Department of Materials Science and Engineering, Chungnam National University, Daejeon, 305-764, Rep. of Korea.
Nanoscale. 2013 Jun 21;5(12):5530-8. doi: 10.1039/c3nr00889d.
The electrodes in photoelectrochemical cells responsible for the generation of hydrogen and oxygen by water splitting have been intensively studied because of their high photon-to-electron conversion efficiency. The morphology of nanostructures with these high-efficiency electrodes was systematically compared with the morphology of ZnO structures with vertically aligned nanorod arrays (NA), hollow hemisphere arrays (HA), urchin-like (UL) nanorod arrays, and thin films (TF). The UV-vis light absorption, photoresponse (current-voltage characteristics in the dark and under light), and photoelectrochemistry of the electrodes were measured. The highest photon-to-electron conversion efficiency of 65% at a specific UV wavelength for an electrode with a ZnO UL structure was derived from the UL morphology of high light-trapping efficiency and carrier collection efficiency. The UL morphology also produced a photon-to-electron conversion efficiency of 4.5% under a solar simulator by CdS-sensitization of the ZnO UL electrode. The value was the highest observed thus far among the ZnO-based electrodes. We demonstrated that photoresponse measurement is a practical and simple technique for the estimation of the photon-to-electron conversion efficiency of an electrode.

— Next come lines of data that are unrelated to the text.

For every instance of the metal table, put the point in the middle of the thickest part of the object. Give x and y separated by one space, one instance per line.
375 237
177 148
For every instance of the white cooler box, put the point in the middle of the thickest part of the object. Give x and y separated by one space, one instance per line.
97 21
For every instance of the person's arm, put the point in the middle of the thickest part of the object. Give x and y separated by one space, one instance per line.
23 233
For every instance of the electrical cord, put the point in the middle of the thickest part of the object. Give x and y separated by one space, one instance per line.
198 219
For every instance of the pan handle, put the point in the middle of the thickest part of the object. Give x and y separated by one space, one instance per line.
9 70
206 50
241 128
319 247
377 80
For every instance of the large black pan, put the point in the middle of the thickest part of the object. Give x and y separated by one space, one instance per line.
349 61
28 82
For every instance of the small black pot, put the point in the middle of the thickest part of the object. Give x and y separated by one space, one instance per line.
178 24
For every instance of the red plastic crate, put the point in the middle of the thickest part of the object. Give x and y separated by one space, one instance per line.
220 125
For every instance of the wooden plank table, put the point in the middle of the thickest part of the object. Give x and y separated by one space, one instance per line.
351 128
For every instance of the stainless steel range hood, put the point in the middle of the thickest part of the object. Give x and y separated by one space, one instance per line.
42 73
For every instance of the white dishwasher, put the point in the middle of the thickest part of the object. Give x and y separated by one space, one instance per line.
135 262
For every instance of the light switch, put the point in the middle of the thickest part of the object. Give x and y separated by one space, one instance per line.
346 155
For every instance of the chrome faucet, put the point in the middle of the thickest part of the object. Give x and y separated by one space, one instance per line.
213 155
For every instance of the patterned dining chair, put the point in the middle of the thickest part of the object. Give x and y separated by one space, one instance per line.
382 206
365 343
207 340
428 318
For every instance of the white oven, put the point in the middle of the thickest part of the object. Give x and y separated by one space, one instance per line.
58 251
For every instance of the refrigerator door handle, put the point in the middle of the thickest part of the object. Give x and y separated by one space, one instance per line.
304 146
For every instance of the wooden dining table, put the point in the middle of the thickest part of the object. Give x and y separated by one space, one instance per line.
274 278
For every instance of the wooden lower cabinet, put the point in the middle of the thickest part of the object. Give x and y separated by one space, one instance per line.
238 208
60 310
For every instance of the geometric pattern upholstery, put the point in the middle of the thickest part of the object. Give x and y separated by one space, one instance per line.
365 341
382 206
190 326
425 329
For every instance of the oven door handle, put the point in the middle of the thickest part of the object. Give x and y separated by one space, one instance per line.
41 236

由于光电器件的光生电子转换效率高,负责通过水分解产生氢气和氧气的光电器件中的电极受到了广泛的研究。具有这些高效电极的纳米结构的形态与具有垂直取向纳米棒阵列(NA)、中空半球阵列(HA)、刺猬状(UL)纳米棒阵列和薄膜(TF)的 ZnO 结构的形态进行了系统比较。测量了电极的紫外-可见光吸收、光响应(暗电流-电压特性和光下电流-电压特性)和光电化学性能。具有 ZnO UL 结构的电极在特定紫外波长下的最高光生电子转换效率为 65%,这源于具有高光捕获效率和载流子收集效率的 UL 形态。通过 ZnO UL 电极的 CdS 敏化,UL 形态在太阳模拟器下也产生了 4.5%的光生电子转换效率。这是迄今为止在 ZnO 基电极中观察到的最高值。我们证明了光响应测量是一种用于估算电极的光生电子转换效率的实用且简单的技术。